Are women dying unnecessarily of heart disease?
Professor Emily Banks

Some of Australia’s leading experts on heart health met at a roundtable in Sydney in December 2018 to discuss worrying findings that women with heart disease may get poorer treatment and have worse outcomes, compared with men.

Jointly organised by the Sax Institute, the Heart Foundation and the University of Sydney, the roundtable gathered together more than 30 experts in the field – cardiologists, GPs, cardiac nurses, researchers, public health professionals and policy makers – to look at the data around the treatment, care and outcomes of Australian women with heart disease and to discuss what next steps the research community needs to take. The roundtable was organised as part of the Heart Foundation’s Women and Heart Disease Program, which has awarded a research grant to Professor Emily Banks, Senior Adviser at the Sax Institute and her team to investigate barriers to understanding heart disease in women.

One prompt for discussion was a study recently published in the Medical Journal of Australia that found poorer treatment and outcomes in women, sounding alarm bells among many in the cardiology community. Outlining these study findings to roundtable attendees, lead author Professor Clara Chow from the University of Sydney’s Westmead Applied Research Centre said her research looked at sex differences in the treatment and outcomes of ST-elevation myocardial infarction (STEMI), as this severe form of infarction has a clear diagnostic path and very well defined treatment protocols.

The cohort study of over 3,000 STEMI patients, around a third of whom were female, found that women in hospitals across Australia were less likely to have undergone revascularisation (a procedure to restore normal blood circulation), even after adjusting for risk category.
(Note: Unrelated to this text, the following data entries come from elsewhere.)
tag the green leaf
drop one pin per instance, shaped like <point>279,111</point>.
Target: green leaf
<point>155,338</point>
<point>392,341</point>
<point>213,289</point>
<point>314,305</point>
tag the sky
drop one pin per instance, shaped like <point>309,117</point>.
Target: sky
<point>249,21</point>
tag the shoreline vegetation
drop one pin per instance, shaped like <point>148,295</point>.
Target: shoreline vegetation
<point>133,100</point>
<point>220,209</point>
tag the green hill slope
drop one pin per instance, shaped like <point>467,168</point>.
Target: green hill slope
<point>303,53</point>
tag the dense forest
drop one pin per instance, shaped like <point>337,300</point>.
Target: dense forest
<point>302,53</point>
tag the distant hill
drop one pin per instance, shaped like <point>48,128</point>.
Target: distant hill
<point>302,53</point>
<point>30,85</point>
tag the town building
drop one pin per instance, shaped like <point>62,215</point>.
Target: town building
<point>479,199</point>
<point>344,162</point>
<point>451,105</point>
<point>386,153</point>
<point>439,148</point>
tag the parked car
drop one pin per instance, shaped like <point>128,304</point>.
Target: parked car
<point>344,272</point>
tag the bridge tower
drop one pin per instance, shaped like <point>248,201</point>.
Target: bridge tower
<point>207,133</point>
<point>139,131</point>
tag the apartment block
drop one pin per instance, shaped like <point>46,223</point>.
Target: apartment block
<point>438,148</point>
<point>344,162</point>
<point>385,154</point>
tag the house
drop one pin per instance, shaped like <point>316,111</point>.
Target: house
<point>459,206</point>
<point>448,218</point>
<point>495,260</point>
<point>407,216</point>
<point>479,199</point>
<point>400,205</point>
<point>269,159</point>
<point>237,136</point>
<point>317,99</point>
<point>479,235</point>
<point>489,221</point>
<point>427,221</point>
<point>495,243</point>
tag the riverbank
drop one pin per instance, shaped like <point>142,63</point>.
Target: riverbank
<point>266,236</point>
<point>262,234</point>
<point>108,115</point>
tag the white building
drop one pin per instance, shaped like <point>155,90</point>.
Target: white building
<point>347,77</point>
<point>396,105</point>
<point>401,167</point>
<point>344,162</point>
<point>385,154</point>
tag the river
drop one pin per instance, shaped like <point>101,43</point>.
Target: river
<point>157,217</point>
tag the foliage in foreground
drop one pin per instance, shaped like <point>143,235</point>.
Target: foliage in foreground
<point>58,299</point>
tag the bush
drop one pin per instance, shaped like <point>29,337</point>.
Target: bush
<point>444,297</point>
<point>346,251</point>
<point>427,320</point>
Women were also less frequently referred for cardiac rehabilitation and were less likely to be discharged with prescriptions for preventive medications such as beta-blockers or statins. At 6 months, women were significantly more likely to have had another serious cardiovascular event, and were also more likely to have died.

Confirming findings

Sax-Institute-Prof-Emily-Banks
Professor Emily Banks

The results broadly line up with the preliminary findings of the research team led by Professor Emily Banks looking into sex-based variations in cardiovascular disease. This team is using data from multiple major sources, including the Sax Institute’s 45 and Up Study. Professor Banks presented new and as yet unpublished data at the roundtable, showing lower revascularisation rates for women with acute myocardial infarction, compared with men, as well as lower use of preventive medications following hospitalisation for serious cardiovascular disease.

A wide-ranging discussion followed these two presentations, initiated with a comment that although international findings about sex-based differences in heart disease have been known for some time, lack of Australian data had not given this issue the attention it deserves. Lack of male champions willing to advance the issue, as evidenced by the small number of men around the table, might also be part of the problem, one attendee noted.

The key issue, many agreed, was to work out whether variations in acute coronary syndrome treatment and outcomes were warranted or unwarranted – in other words, whether they were unavoidable or due to biases in the healthcare system, among health professionals or even in the patients themselves.

Professor Banks noted that because the treatment of STEMI was so guideline- and protocol-driven, it was unclear why the treatment of women should be different. She said it was important to look at clinician and patient decision-making, and whether there were social factors driving the lower uptake of cardiac rehabilitation and lower prescription rates for statins in women.

One participant wondered whether it wouldn’t be useful to break down the data according to the gender of the treating cardiologist. She pointed to a recent study which showed that women were more likely to survive a myocardial infarction if their cardiologist was female.

What next?

The consensus around the table was that while the evidence does indeed show differences in the way men and women are treated, it is still difficult to quantify to what extent this is unwarranted – even though in some areas, such as STEMI, the data are starting to look like this is the case. At the same time as striving to understand what is driving the variation, participants agreed that steps needed to be taken to address the issue. Professor Chow pointed to the need for intervention studies to look at potential reasons for gender differences in treatment and outcomes.

Professor Banks said there was “a whole landscape of different places where sex differences live”, including factors related to presentation, decision-making, healthcare service and system-level barriers. There were two separate questions, she said: where the variation was happening, and why.

“We have quite good illumination on lower revascularisation rates but we don’t have a good understanding about why. You could imagine a multifaceted intervention that tried to address multiple points at which that might be happening,” she commented.

In summarising, Professor Banks said there was some “low-hanging fruit” where action could be taken right away. One initiative would be to ask the NSW Bureau of Health Information to report patient experience for cardiovascular disease by sex. A second action would be to engage with the Agency for Clinical Innovation Cardiac Network on this issue. And a third would be to explore the presentation of data by sex for future research projects funded by the Heart Foundation.

Further work will be undertaken over the next few months to scope out potential research questions, and the discussion is set to continue more formally this year in June 2019 at a multidisciplinary forum to be held at the University of New South Wales, organised by the Heart Foundation in conjunction with the George Institute.